In recent days Seoul has promoted the idea of a path toward a peace treaty to formally end the 1950-53 Korean War, which stopped with a cease-fire, but Im did not mention the issue.
Reunions of families left divided by the conflict could also be discussed, and Moon has told Japanese Prime Minister Shinzo Abe that he would raise the emotive subject of Japanese citizens kidnapped by the North’s agents.
Kim will be given a military honor guard on Friday and the two leaders will walk to the Peace House, a glass and concrete building on the southern side of the truce village of Panmunjom where the summit will be held.
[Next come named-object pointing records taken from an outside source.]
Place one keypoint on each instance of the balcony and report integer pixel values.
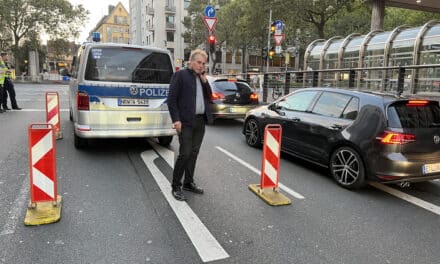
(170, 9)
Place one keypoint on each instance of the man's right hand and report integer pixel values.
(177, 126)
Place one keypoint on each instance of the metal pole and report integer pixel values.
(268, 39)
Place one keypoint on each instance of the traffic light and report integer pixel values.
(271, 53)
(211, 41)
(264, 53)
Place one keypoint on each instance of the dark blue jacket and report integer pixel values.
(182, 97)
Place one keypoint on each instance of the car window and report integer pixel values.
(331, 104)
(352, 109)
(118, 64)
(298, 101)
(233, 87)
(400, 115)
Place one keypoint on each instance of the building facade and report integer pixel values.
(114, 27)
(158, 23)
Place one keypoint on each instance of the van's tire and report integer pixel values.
(165, 141)
(79, 143)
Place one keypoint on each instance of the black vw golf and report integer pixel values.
(359, 136)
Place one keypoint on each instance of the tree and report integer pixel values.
(22, 18)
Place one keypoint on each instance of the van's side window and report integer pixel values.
(118, 64)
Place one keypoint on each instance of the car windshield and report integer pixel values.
(119, 64)
(401, 115)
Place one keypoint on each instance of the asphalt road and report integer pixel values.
(117, 206)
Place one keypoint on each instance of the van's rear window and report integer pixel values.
(404, 115)
(118, 64)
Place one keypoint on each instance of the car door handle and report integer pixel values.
(336, 127)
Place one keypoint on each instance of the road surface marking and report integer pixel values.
(11, 224)
(37, 110)
(244, 163)
(409, 198)
(208, 248)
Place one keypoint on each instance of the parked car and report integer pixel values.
(231, 97)
(359, 136)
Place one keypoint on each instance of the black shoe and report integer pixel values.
(192, 187)
(178, 194)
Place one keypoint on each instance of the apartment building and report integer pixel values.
(114, 27)
(158, 23)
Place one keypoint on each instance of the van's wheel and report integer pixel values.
(79, 143)
(347, 168)
(252, 133)
(165, 141)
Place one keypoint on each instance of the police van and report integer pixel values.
(120, 91)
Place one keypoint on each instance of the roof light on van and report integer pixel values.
(417, 103)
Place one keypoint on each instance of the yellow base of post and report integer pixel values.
(269, 195)
(44, 213)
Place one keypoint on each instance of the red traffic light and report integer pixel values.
(211, 39)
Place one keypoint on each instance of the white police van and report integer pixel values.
(120, 91)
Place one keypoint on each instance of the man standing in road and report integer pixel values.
(189, 106)
(8, 87)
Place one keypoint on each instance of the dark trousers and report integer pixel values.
(8, 88)
(190, 140)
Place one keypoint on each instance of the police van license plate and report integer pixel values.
(132, 102)
(430, 168)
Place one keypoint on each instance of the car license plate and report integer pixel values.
(132, 102)
(430, 168)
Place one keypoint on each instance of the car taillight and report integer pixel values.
(417, 103)
(82, 101)
(254, 96)
(217, 96)
(389, 137)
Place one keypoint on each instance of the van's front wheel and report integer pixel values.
(79, 143)
(165, 141)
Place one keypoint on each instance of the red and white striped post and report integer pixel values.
(53, 112)
(271, 156)
(45, 204)
(42, 163)
(268, 187)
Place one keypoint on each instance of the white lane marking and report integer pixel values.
(208, 248)
(36, 110)
(11, 224)
(409, 198)
(244, 163)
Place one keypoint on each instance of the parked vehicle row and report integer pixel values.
(359, 136)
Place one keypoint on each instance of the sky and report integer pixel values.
(97, 9)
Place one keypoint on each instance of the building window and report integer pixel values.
(186, 4)
(228, 57)
(170, 36)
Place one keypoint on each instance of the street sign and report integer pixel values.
(209, 11)
(278, 39)
(210, 22)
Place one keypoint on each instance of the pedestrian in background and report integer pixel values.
(3, 70)
(189, 106)
(8, 86)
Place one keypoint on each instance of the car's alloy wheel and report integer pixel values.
(347, 168)
(252, 133)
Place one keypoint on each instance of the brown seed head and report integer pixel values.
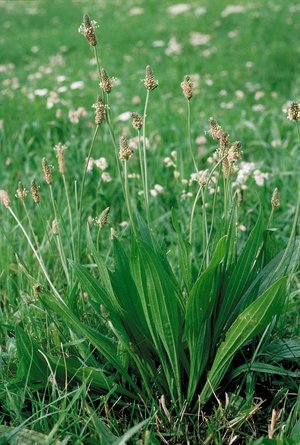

Kim will sign the guest book before the morning session starts, Im said, describing the occasion as a “summit for peace and prosperity on the Korean peninsula.”
The North’s group will cross back to its side for lunch, and before the afternoon session Moon and Kim will together plant “a pine tree, which stands for peace and prosperity, on the (Military Demarcation Line), which has symbolized confrontation and division over the past 65 years,” Im said.
The soil will come from Mount Paektu, on the North’s border with China, and Mount Halla, on the South’s southern island of Jeju.
After they sign an agreement a joint statement will be issued.
“We are thinking it could be called the ‘Panmunjom Declaration’,” Im added.
A banquet and farewell ceremony will follow in the evening before Kim returns to the North.
Pyongyang’s delegation will include Kim’s sister Kim Yo Jong, one of his closest advisers, who attended the Winter Olympics in the South in February as his envoy.
The North’s ceremonial head of state Kim Yong Nam, who accompanied Yo Jong to the Games, will also be part of the group, as will its foreign and defense ministers.
“Unlike in the past, the delegation includes top military official and diplomats,” Im said.
“We did not expect this. We believe it signals that North Korea views the summit not just as a North-South summit but is also considering the US-North Korea summit.”